In the spring of 2002 Sharon Prest, a digital instructor at Andrews Univeristy gave us an assignment in one of our Ethics courses. A extreme sport enthusiast and photographer she gave us a compeling shot of the words Je’t aime scrawled on a cracked and bullet ridden wall. She then asked us to write a short fiction piece inspired by the impact of the photograph. We had 15 minutes. This is what I wrote.If I say it, will she understand how much it will take out of me?
The first time I saw her was through bars that contained and parted us. I was leaning on the streat; she was looking at some fruit. The bars were there to keep robbers from breaking into the street market on this generic corner in the middle of a generic european city. They did little to protect me from the attraction that began with a glance.
Her skin was the colour of caramel that coated her slim yet sculpted frame. Her hair was the mane of an African lion: Wild, untamed, yet carried with the grace of feminine royalty. Her eyes scrutinized the pepper she cradled in her hand with the refined knowledge of a generation of wise would-be chefs. The way she looked over her proud nose past lips of subtle fire, spoke of a confidance that was born of a lived life.
I stood transfixed and she soon parried my stare.
"If you’re going to continue to stare for much longer, you’re going to have to at least help me find the right one."
She said in an instantly recognizable accent that spoke of studies in a little villa in New Zealand or on the club scene in South African.
"Even that isn’t free."
I felt the colour rush to my cheeks and suddenly I was 16 nervously fumbling over how to not trip into my highschool crush in the lunch line. You know the one. Somehow you became Lothar King of the Neanderthals and even if she gave you a second of her time, you’d always managed to go idiot in that same instant.
How could I tell her I was a photographer and that I had the sudden urge to take her picture and add tangibility to an even now cherished memory? How could I tell her that with all that I had experienced and all that I had captured in the last three months, a moment of pure beauty was a welcome relief? And how could I tell her that seeing her brought air to the starving lungs of my belief that there could still be some good in this world?
"I’m a photographer."
She turned and looked me over and went back to caressing the pepper.
"Well then hurry up and do it then…"
Pause. I wasn’t sure… did she mean… me… camera…
"I have to warn you, " she continued, "there are plenty more sights and people you’ll see here. A lot more interesting than me. So take one and lets get some food, I’m starving."
She took my hand and started leading me down the street.
"And then let’s go find those sites and those people for you…"
Three weeks later we lay across from each other in a hammock on a balcony looking over the street below my hotel room. I digress, as across from each other as her hip would allow mine to travel. The sounds of the street did little to disturb our sanctuary. Our solitude.
"I have to go." I whispered. "It’s what I do."

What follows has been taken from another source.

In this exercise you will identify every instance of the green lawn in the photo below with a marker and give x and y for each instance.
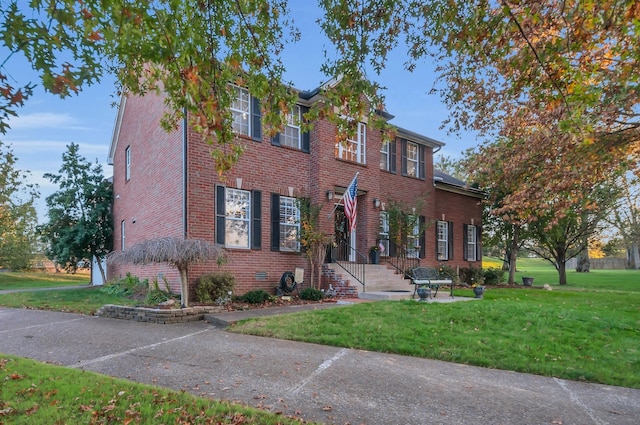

She got up and walked to the railing and stood there, unwavered in the breeze hinting from the alley’s passageway. I studied her form being sculpted by the caressess of the fleeting gusts that passed through the folds of her sheer dress.
I stood up, walked over, and buried her in my arms.
Her neck nuzzled into mine as she reached up to take me and I felt her lips brush my ears.
"Tell me before you go, "her voice for the first time wavered. "Or else I can’t wait for you."
That night I studied her in the moonlight as the hours passed. I hadn’t said the words in many years. The last time I said them I had only begun to undersand what they truly meant. Was I prepared to say them again?
With me leaving would they have the same meaning when I returned? In all the craziness I had seen around, was it even woth attempting to live up to them again?
This morning as the sun rises on the grain of paradise I have left behind, a bleary eyed figure will step on top of the world and look down at the street. She will be more beautiful than that rising orb of light. And on a bullet kissed granite wall across the street, painted in large letters, are the words.
The words we should all say someday and really mean it.